Pero podría escribir, creo, dos párrafos, y eso alcanzaría para descargar lo que yo quisiera. Sin embargo mi valoración de lo literario es sobre la extensión, porque en lo extenso está el trabajo, el tiempo dedicado a algo. Muchos tienen la manía de corregir lo ya escrito, personalmente lo ya escrito no puede ser valorado por mí, sino desechado. El desecho, el detritus, si es orgánico, generará un abono que en el humus dará lugar a que la semilla pueda germinar. Si no es orgánico, podrá ser reciclado para hacer un parque de diversiones. O bien arrojado al mar. Ahora tienen la ilusión de mandar la basura a la estratósfera, convencidos que las partículas que forman parte del mundo pueden contaminar el mundo. Pues no, que si alguna combinación atómica no se había dado en la realidad no significa que no haya estado en el mundo la posibilidad de que lo esté. Y la nueva organización de lo terrenal no significa necesariamente que vaya a ser mala para todo. A saber, antes, cuando un hombre podía hacer un agujero en la tierra, era para sacar agua. Cuando sacaron el petróleo no sabían qué hacer con eso. Cuando le dieron a ese aceite una utilidad, que fue mucha utilidad, empezaron a agujerear y a su manera a sacar todo lo que estaba ordenado debajo de la tierra y ponerlo arriba de la tierra en forma de energía y en forma de carretera. Claro, la idea de asfaltar toda la tierra es absurda, la tierra es necesaria y es posible valorarla porque de ella la semilla hace el grano. Pero antes de la alimentación en base a la agricultura, el hombre sólo se alimentaba de la caza y de la pesca,  o sea, la cadena alimenticia indicaba que era carnívoro sobre todo. En definitiva, lo que para algunos es subvertir el orden y para otros corresponde obedecer a la naturaleza, pues no, tratando de soslayar toda hipocresía, se trata de nuevos órdenes de lo terrenal. Pero ¿cómo generaríamos nuevo orden del caos si desecháramos la basura, que entre comillas es “lo que ya no sirve”, lo que ha sido descartado, si la enviáramos a la estratosfera?
Este texto no envía a la estratosfera su desecho.
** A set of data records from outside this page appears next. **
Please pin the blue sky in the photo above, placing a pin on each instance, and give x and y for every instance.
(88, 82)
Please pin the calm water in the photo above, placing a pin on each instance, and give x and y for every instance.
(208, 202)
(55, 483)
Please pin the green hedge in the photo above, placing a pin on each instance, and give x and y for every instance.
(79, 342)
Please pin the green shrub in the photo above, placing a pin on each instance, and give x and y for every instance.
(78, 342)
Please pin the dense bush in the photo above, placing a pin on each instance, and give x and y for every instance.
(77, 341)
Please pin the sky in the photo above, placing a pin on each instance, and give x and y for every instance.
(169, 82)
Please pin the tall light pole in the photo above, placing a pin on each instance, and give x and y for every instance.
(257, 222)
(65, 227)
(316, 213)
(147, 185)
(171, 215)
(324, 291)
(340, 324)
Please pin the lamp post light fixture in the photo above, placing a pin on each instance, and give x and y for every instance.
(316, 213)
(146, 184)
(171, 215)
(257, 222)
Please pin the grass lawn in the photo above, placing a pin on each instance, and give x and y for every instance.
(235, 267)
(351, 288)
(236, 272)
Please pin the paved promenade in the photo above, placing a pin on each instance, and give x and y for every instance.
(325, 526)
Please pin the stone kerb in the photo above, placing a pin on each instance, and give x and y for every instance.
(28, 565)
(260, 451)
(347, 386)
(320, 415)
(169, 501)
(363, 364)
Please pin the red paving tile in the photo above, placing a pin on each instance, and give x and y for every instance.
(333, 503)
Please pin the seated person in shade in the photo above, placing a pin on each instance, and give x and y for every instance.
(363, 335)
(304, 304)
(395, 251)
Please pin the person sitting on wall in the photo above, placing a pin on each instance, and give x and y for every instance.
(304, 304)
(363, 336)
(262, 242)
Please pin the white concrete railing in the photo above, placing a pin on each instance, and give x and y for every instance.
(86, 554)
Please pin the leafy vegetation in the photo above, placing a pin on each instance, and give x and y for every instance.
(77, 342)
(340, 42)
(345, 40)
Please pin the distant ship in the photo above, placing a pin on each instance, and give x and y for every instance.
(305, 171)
Este texto es el desecho, el detrito, del deseo de descarga de otro texto. Si todo texto tuviera su otro texto esto sí sería genial, porque estaríamos generando texto sobre texto incansablemente. Aunque parezca absurdo, eso no es del todo así. No todo texto genera texto, aunque sí hay una idea de que se generan textos sin parar. En este mismo instante hay miles de personas que se consideran escritores, tratando de plasmar su nueva obra, poniendo palabras en el papel, alimentando el ego y el mito del escritor. Soy escritor tengo que escribir, se dicen a sí mismos, y hablan de lo que es bueno, de lo que es excelente. Nos olvidamos de a ratos que vamos a volver a la tierra, y pensamos que hay algo más importante que eso, que sería el arte, lo que sublima, lo que eleva. En fin, el mundo se ocupa de ponernos en el lugar que nos corresponde, porque hay un orden, y ese orden es el orden del mundo, que es mucho más grande y más viejo que nosotros.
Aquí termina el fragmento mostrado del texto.